I hear that Antonin Scalia likes to use “original intent” when interpreting the Constitution. What, for example, would our first president, George Washington, have thought about a law that “created commerce” be forcing people to buy something they might not have otherwise wanted to own? Let’s a take a look at a law that he signed during his first term in office.
Second Militia Act of 1792
The second Act, passed May 8, 1792, provided for the organization of the state militias. It conscripted every “free able-bodied white male citizen” between the ages of 18 and 45 into a local militia company overseen by the state. Militia members were to arm themselves with a musket, bayonet and belt, two spare flints, a cartridge box with 24 bullets, and a knapsack. Men owning rifles were required to provide a powder horn, 1/4 pound of gun powder, 20 rifle balls, a shooting pouch, and a knapsack.

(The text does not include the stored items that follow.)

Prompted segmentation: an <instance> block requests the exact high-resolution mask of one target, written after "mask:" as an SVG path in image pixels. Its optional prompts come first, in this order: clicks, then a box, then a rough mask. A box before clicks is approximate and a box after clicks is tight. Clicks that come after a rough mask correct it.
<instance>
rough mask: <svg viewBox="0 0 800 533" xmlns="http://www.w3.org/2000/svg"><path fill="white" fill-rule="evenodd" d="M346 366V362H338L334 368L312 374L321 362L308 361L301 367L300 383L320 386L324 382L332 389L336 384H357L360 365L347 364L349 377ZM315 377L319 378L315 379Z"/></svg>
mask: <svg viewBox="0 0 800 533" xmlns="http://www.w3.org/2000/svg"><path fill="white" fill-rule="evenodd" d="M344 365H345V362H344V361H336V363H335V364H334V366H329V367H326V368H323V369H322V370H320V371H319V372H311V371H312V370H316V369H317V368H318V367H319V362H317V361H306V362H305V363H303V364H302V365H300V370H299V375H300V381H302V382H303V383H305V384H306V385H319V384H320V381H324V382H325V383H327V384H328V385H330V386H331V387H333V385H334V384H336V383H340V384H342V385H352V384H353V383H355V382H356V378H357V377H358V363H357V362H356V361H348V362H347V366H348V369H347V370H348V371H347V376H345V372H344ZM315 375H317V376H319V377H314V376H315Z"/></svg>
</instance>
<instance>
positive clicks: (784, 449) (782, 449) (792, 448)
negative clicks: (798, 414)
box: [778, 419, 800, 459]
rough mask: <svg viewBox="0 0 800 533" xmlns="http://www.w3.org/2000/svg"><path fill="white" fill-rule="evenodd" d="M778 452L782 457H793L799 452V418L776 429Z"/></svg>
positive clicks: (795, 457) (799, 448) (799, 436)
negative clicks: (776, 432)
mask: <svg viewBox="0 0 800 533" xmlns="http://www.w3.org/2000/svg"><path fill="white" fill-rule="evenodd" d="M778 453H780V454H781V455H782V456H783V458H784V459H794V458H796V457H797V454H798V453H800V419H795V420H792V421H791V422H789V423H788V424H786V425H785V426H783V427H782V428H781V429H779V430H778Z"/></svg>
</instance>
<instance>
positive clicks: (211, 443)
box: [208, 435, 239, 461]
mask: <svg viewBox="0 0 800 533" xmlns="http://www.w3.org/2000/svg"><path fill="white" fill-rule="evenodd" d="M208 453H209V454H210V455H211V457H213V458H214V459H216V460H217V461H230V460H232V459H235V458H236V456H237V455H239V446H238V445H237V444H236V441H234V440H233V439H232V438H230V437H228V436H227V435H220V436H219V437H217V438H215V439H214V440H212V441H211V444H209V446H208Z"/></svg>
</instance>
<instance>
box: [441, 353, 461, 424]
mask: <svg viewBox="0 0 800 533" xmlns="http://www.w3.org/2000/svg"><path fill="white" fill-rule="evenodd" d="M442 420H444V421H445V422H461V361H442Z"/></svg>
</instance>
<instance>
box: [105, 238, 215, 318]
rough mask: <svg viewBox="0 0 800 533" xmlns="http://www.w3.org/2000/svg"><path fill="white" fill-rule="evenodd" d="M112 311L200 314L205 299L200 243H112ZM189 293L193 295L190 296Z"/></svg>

So, the government can conscript you into a militia against your will and force you to buy a gun, bayonet, belt, flints, and bullets, but it can’t make you purchase health insurance?
Here’s Scalia wanking during oral arguments on the Affordable Care Act:
JUSTICE SCALIA:…The argument here is that this [mandate] also is — may be necessary, but it’s not proper because it violates an equally evident principle in the Constitution, which is that the Federal Government is not supposed to be a government that has all powers; that it’s supposed to be a government of limited powers. And that’s what all this questioning has been about. What — what is left?
If the government can do this, what, what else can it not do?
I don’t know. One of my older brothers was born in Stuttgart, Germany. That wasn’t because my parents wanted to be there. It’s because my father was drafted. Fortunately, he didn’t have to pay for his own gun, bullets, and knapsack.